Joachim Breitner

Less parentheses

Published 2017-09-10 in sections English, Haskell.

Yesterday, at the Haskell Implementers Workshop 2017 in Oxford, I gave a lightning talk titled ”syntactic musings”, where I presented three possibly useful syntactic features that one might want to add to a language like Haskell.

The talked caused quite some heated discussions, and since the Internet likes heated discussion, I will happily share these ideas with you

Context aka. Sections

This is probably the most relevant of the three proposals. Consider a bunch of related functions, say analyseExpr and analyseAlt, like these:

analyseExpr :: Expr -> Expr
analyseExpr (Var v) = change v
analyseExpr (App e1 e2) =
  App (analyseExpr e1) (analyseExpr e2)
analyseExpr (Lam v e) = Lam v (analyseExpr flag e)
analyseExpr (Case scrut alts) =
  Case (analyseExpr scrut) (analyseAlt <$> alts)

analyseAlt :: Alt -> Alt
analyseAlt (dc, pats, e) = (dc, pats, analyseExpr e)

You have written them, but now you notice that you need to make them configurable, e.g. to do different things in the Var case. You thus add a parameter to all these functions, and hence an argument to every call:

type Flag = Bool

analyseExpr :: Flag -> Expr -> Expr
analyseExpr flag (Var v) = if flag then change1 v else change2 v
analyseExpr flag (App e1 e2) =
  App (analyseExpr flag e1) (analyseExpr flag e2)
analyseExpr flag (Lam v e) = Lam v (analyseExpr (not flag) e)
analyseExpr flag (Case scrut alts) =
  Case (analyseExpr flag scrut) (analyseAlt flag <$> alts)

analyseAlt :: Flag -> Alt -> Alt
analyseAlt flag (dc, pats, e) = (dc, pats, analyseExpr flag e)

I find this code problematic. The intention was: “flag is a parameter that an external caller can use to change the behaviour of this code, but when reading and reasoning about this code, flag should be considered constant.”

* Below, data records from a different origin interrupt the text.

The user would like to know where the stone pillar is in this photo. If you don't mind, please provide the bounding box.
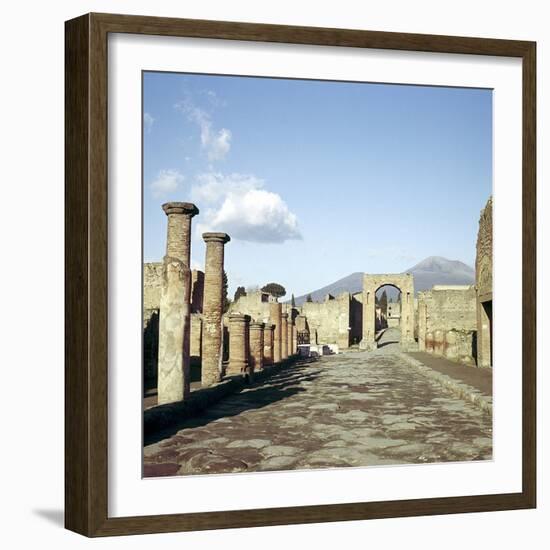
[269,302,282,363]
[426,332,434,353]
[248,323,264,375]
[201,233,231,386]
[287,313,294,357]
[434,329,445,355]
[281,313,288,361]
[157,202,199,405]
[444,330,458,361]
[263,323,275,365]
[418,301,428,351]
[227,313,250,376]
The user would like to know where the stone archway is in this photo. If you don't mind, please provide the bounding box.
[360,273,415,351]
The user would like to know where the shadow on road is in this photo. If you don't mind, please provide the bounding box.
[143,360,321,445]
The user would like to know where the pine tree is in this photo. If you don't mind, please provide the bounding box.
[233,286,246,302]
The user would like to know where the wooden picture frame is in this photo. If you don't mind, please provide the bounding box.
[65,14,537,537]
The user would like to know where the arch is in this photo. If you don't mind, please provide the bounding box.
[360,273,415,350]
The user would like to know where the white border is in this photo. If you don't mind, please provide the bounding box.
[108,35,522,517]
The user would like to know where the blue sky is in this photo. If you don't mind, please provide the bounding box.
[143,72,492,296]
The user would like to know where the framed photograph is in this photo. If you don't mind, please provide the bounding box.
[65,14,537,536]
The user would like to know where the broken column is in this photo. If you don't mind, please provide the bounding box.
[263,323,275,365]
[287,310,294,357]
[426,332,434,353]
[201,233,231,386]
[227,313,250,376]
[281,313,288,361]
[157,202,199,404]
[248,322,264,375]
[269,302,282,363]
[433,329,445,355]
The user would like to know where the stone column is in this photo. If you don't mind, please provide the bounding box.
[426,332,434,353]
[269,302,282,363]
[227,313,250,376]
[433,329,445,355]
[248,323,264,375]
[287,313,294,357]
[418,301,428,351]
[281,313,288,361]
[201,233,231,386]
[443,330,458,361]
[263,323,275,365]
[157,202,199,404]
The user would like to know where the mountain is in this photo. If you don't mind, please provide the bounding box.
[296,256,475,305]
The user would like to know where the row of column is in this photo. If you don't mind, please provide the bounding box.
[157,202,230,404]
[227,303,297,377]
[157,202,297,404]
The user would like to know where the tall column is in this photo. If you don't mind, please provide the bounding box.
[269,302,282,363]
[201,233,231,386]
[227,313,250,376]
[418,301,428,351]
[263,323,275,365]
[248,323,264,374]
[287,310,294,357]
[281,313,288,361]
[157,202,199,404]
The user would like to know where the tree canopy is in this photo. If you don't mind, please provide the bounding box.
[262,283,286,298]
[233,286,246,302]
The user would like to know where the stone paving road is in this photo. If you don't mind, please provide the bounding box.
[144,329,492,476]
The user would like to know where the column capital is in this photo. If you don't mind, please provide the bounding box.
[202,233,231,244]
[229,313,250,323]
[162,202,199,218]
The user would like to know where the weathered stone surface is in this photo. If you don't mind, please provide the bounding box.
[227,313,250,375]
[360,273,416,350]
[157,202,199,404]
[476,197,493,367]
[248,323,264,374]
[201,233,230,386]
[144,329,492,475]
[269,302,282,363]
[281,313,288,361]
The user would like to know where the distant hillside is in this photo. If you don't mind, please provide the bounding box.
[296,256,475,305]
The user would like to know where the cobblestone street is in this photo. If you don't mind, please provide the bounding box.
[144,329,492,476]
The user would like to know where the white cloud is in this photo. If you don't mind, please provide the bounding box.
[175,98,232,161]
[191,172,264,205]
[149,170,184,198]
[143,113,156,133]
[191,172,302,243]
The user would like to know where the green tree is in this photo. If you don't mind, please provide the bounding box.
[233,286,246,302]
[262,283,286,298]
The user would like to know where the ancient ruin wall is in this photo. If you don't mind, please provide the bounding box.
[476,197,493,302]
[418,286,476,331]
[302,292,351,348]
[143,262,204,383]
[229,290,276,323]
[476,197,493,367]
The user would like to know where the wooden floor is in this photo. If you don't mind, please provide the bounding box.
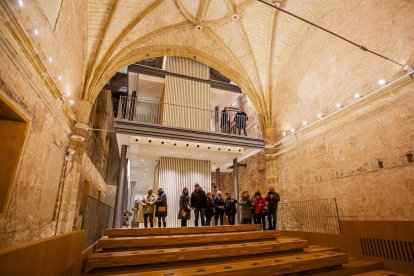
[84,225,382,276]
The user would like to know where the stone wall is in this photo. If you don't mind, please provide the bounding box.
[266,1,414,220]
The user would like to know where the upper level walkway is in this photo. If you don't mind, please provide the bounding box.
[115,97,264,149]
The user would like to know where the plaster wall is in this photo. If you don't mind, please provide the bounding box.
[266,1,414,220]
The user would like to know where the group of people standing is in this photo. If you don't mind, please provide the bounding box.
[178,184,237,227]
[220,107,249,136]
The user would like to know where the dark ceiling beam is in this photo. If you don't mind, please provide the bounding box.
[128,64,242,93]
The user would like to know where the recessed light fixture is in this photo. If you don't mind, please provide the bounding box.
[378,79,387,85]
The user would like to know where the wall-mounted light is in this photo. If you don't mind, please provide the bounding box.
[378,79,387,86]
[406,151,414,163]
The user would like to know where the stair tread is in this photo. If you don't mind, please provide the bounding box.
[87,239,308,269]
[109,252,348,276]
[97,231,278,249]
[104,224,260,237]
[354,269,407,276]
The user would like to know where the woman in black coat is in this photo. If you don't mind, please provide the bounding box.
[155,187,167,227]
[178,187,191,227]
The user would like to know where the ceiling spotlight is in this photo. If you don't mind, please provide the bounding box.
[378,79,387,86]
[404,65,414,73]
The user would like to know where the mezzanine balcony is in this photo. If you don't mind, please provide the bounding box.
[115,96,264,149]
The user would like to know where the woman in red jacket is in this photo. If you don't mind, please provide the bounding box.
[253,192,267,230]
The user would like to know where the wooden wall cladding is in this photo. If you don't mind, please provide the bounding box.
[0,231,83,276]
[281,220,414,275]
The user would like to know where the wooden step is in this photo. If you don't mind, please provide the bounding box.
[111,252,348,276]
[97,231,279,250]
[104,224,260,237]
[320,257,384,276]
[86,236,308,271]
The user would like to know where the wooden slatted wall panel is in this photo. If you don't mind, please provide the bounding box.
[159,157,211,227]
[162,57,214,131]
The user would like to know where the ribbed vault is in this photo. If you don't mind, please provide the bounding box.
[83,0,336,138]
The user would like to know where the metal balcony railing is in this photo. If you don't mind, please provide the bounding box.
[117,96,262,138]
[277,198,341,234]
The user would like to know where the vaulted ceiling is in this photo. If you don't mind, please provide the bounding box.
[84,0,337,132]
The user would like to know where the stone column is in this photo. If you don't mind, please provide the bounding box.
[233,158,240,224]
[216,168,221,192]
[113,145,128,228]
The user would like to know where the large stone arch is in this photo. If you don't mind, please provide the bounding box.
[84,45,271,140]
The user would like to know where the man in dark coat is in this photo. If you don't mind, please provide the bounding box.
[224,192,237,225]
[191,183,207,226]
[266,186,280,230]
[206,192,214,226]
[214,191,224,226]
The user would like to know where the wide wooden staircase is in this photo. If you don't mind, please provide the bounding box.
[83,225,382,276]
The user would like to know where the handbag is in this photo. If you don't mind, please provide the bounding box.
[180,209,187,218]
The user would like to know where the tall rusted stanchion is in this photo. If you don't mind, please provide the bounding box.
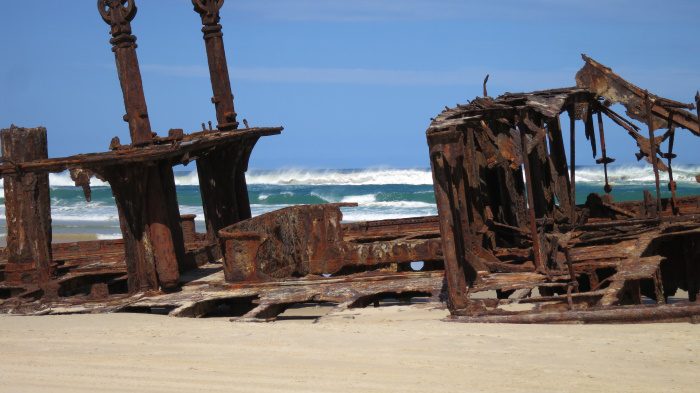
[192,0,257,241]
[97,0,185,292]
[518,121,546,273]
[192,0,238,131]
[596,111,615,194]
[97,0,153,145]
[0,126,51,287]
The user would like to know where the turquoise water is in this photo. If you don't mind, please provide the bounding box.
[0,166,700,238]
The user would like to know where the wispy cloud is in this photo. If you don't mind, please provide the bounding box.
[225,0,700,23]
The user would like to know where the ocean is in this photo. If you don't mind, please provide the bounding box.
[0,165,700,239]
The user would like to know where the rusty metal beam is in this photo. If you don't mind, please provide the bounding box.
[192,0,238,131]
[0,127,51,287]
[97,0,153,145]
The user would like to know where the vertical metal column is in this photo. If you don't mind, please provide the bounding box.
[192,0,257,243]
[97,0,153,145]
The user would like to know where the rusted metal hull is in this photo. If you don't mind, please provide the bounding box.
[220,204,442,282]
[427,56,700,323]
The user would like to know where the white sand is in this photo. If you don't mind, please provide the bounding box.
[0,306,700,393]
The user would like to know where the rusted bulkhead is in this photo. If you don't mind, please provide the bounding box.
[220,204,442,282]
[427,56,700,323]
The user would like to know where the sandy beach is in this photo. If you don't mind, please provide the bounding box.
[0,305,700,392]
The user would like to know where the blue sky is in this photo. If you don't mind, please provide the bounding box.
[0,0,700,169]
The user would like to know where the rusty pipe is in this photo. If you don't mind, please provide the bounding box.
[644,92,661,216]
[518,123,546,273]
[596,111,615,194]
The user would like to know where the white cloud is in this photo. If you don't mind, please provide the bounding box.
[223,0,700,23]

But this intention is neither easily visible nor enforced. And in fact, in the above code, flag does “change”, as analyseExpr passes something else in the Lam case. The idiom is indistinguishable from the environment idiom, where a locally changing environment (such as “variables in scope”) is passed around.

So we are facing exactly the same problem as when reasoning about a loop in an imperative program with mutable variables. And we (pure functional programmers) should know better: We cherish immutability! We want to bind our variables once and have them scope over everything we need to scope over!

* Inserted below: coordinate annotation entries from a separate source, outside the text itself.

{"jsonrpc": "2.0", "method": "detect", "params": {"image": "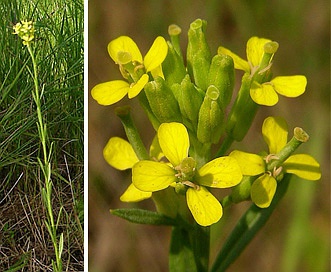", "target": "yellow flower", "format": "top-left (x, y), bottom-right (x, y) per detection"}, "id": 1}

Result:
top-left (13, 21), bottom-right (34, 45)
top-left (218, 37), bottom-right (307, 106)
top-left (103, 137), bottom-right (152, 202)
top-left (132, 123), bottom-right (242, 226)
top-left (230, 117), bottom-right (321, 208)
top-left (91, 36), bottom-right (168, 105)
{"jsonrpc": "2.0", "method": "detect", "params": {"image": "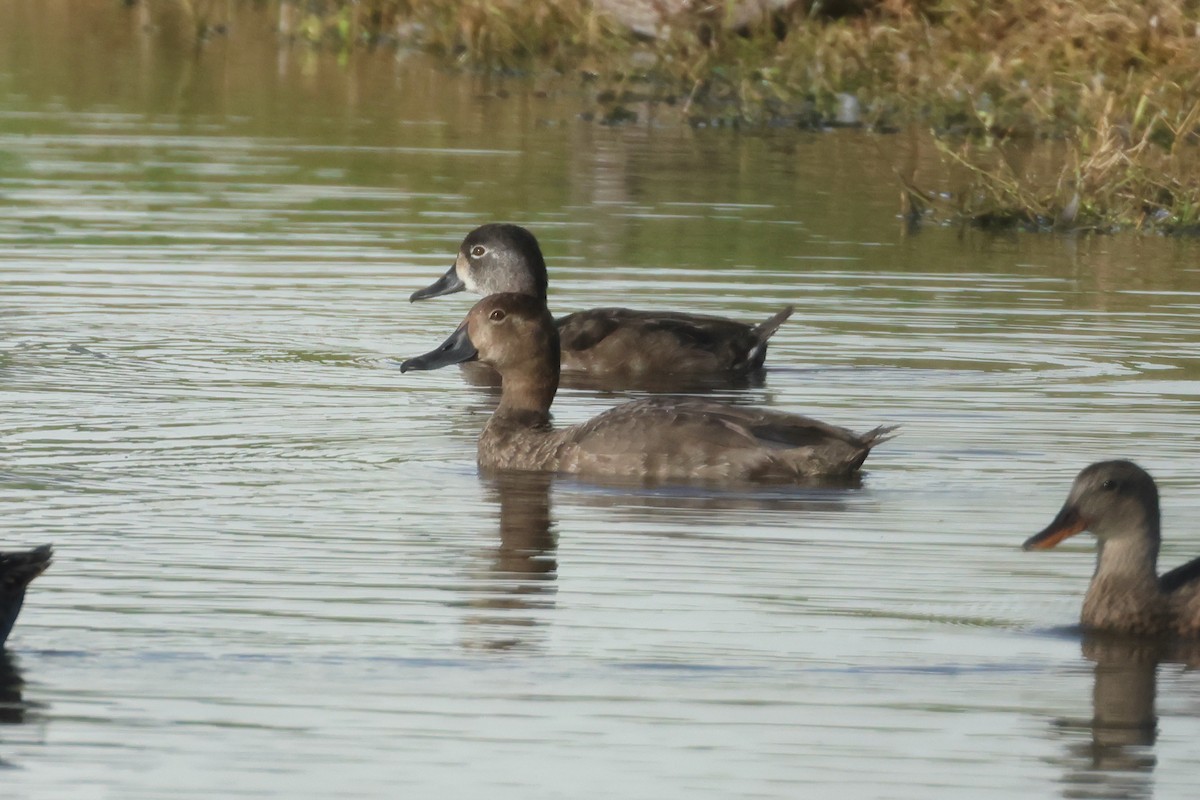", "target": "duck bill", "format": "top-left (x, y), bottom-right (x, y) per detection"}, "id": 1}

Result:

The solution I’d like to see in Haskell is common in other languages (Gallina, Idris, Agda, Isar), and this is what it would look like here:

type Flag = Bool
section (flag :: Flag) where
  analyseExpr :: Expr -> Expr
  analyseExpr (Var v) = if flag then change1 v else change2v 
  analyseExpr (App e1 e2) =
    App (analyseExpr e1) (analyseExpr e2)
  analyseExpr (Lam v e) = Lam v (analyseExpr e)
  analyseExpr (Case scrut alts) =
    Case (analyseExpr scrut) (analyseAlt <$> alts)

  analyseAlt :: Alt -> Alt
  analyseAlt (dc, pats, e) = (dc, pats, analyseExpr e)

Now the intention is clear: Within a clearly marked block, flag is fixed and when reasoning about this code I do not have to worry that it might change. Either all variables will be passed to change1, or all to change2. An important distinction!

Therefore, inside the section, the type of analyseExpr does not mention Flag, whereas outside its type is Flag -> Expr -> Expr. This is a bit unusual, but not completely: You see precisely the same effect in a class declaration, where the type signature of the methods do not mention the class constraint, but outside the declaration they do.

Note that idioms like implicit parameters or the Reader monad do not give the guarantee that the parameter is (locally) constant.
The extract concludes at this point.